Sunday, September 19, 2021
Crammed Week
Some middle of the night insomnia got the better of me. I arose to My Space. It had been my intent to plan out my week as I do nearly all Sundays unless pre-empted by yontiff or travel, but being awake anyway I took out my new multicolored gel pens, semi-annual initiative affirmations, and markers to get a head start. There's a lot for me, much of it not discretionary. Sukkot arrives this week. With it, a sukkah to finish building, a dinner at somebody else's sukkah the first night, special guest with special menu at my sukkah for shabbos, a Torah reading done twice, and a haftarah reading done once. I will need to get a better folding eating table for the sukkah, using the current one for serving. We have a fly infestation, far less severe than our last one, but it needs some attention.
On Thursday evening I make a public medical presentation via Zoom. My monthly Medscape submission needs writing with a few days out of action for yontiff. This will be the first sent to my new interim editor. Expenses get logged this week, and it being the end of the quarter, an Excel summary needs to be created for review. My financial advisor thinks we should get together.

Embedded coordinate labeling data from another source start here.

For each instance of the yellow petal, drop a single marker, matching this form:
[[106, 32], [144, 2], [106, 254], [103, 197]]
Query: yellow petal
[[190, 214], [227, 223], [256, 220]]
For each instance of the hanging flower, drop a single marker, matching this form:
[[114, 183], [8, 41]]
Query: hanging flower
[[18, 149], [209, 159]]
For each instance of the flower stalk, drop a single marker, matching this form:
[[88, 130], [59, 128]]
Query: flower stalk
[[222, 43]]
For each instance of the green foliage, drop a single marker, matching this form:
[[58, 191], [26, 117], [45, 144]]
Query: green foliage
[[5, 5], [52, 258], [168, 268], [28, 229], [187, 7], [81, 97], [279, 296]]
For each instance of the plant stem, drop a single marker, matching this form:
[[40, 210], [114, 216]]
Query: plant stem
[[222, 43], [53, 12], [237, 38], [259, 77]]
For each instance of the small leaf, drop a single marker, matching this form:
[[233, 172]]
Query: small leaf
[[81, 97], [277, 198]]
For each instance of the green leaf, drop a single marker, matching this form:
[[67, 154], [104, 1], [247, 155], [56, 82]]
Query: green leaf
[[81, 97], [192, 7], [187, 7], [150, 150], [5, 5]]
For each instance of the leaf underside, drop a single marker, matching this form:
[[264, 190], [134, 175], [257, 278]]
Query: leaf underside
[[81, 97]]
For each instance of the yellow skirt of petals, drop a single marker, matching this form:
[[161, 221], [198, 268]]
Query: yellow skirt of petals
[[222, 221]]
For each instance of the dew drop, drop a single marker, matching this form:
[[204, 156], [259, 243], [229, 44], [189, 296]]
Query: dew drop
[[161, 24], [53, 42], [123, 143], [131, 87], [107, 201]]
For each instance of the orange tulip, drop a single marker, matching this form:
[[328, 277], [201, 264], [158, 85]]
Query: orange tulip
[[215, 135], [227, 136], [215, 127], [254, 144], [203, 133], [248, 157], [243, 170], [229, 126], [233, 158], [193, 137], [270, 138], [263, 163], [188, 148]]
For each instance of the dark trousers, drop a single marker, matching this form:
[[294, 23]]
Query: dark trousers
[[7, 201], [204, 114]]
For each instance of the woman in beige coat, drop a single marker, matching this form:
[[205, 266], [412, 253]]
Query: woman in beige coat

Monthly donation day arrives right before yontiff. OLLI has a full schedule this week. Our congregational President tossed a verbal gauntlet that needs a response, a very mixed response. The bank branch that houses our safe deposit box will be closing within a few weeks. Need to make a transfer. I think I know where I keep the key. Have lost any recollection of what the box houses, but it's a good opportunity to reconsider what it should contain.
And then the ongoing exercise, tidying, reading, writing, medicines, and thinking. The special initiatives eventually resolve. These don't, as it is never really clear what determines their completion.
And before you know it, we're into next month, with its typical daily and weekly cadences. The Hebrew month which almost coincides this year, is called Mar Cheshvan, or Bitter Cheshvan, since it the only month without a special calendar event other than Rosh Chodesh. Between Holy Days, travel, and preparation for arriving commitments, I'm ready for a month's activity reduction, or really replacement of this surge in committed days with something more discretionary.
Sunday, October 16, 2011
Sukkot
For the students it introduces exam season. They've attended classes for 4-6 weeks most years and therefore it's time to assess what has been retained. For Federal workers Columbus Day provides a real day off. For many of us we encounter Open Season when we can adjust our employee benefits. Those things often pre-occupy us, making the festival of Sukkot almost an afterthought were it not for the necessary preparation beforehand and the more gala Simchat Torah night to follow.
For me, the season also marks the approximate mid-point of my six semiannual projects. I took Board exams, made slow but serious progress on making the bedroom my sanctuary, have not yet made the blog interactive, not done any estate planning, my skill with the iPod has not advanced in three months and my weight is up a few pounds from July. My disposition has gotten a little better though.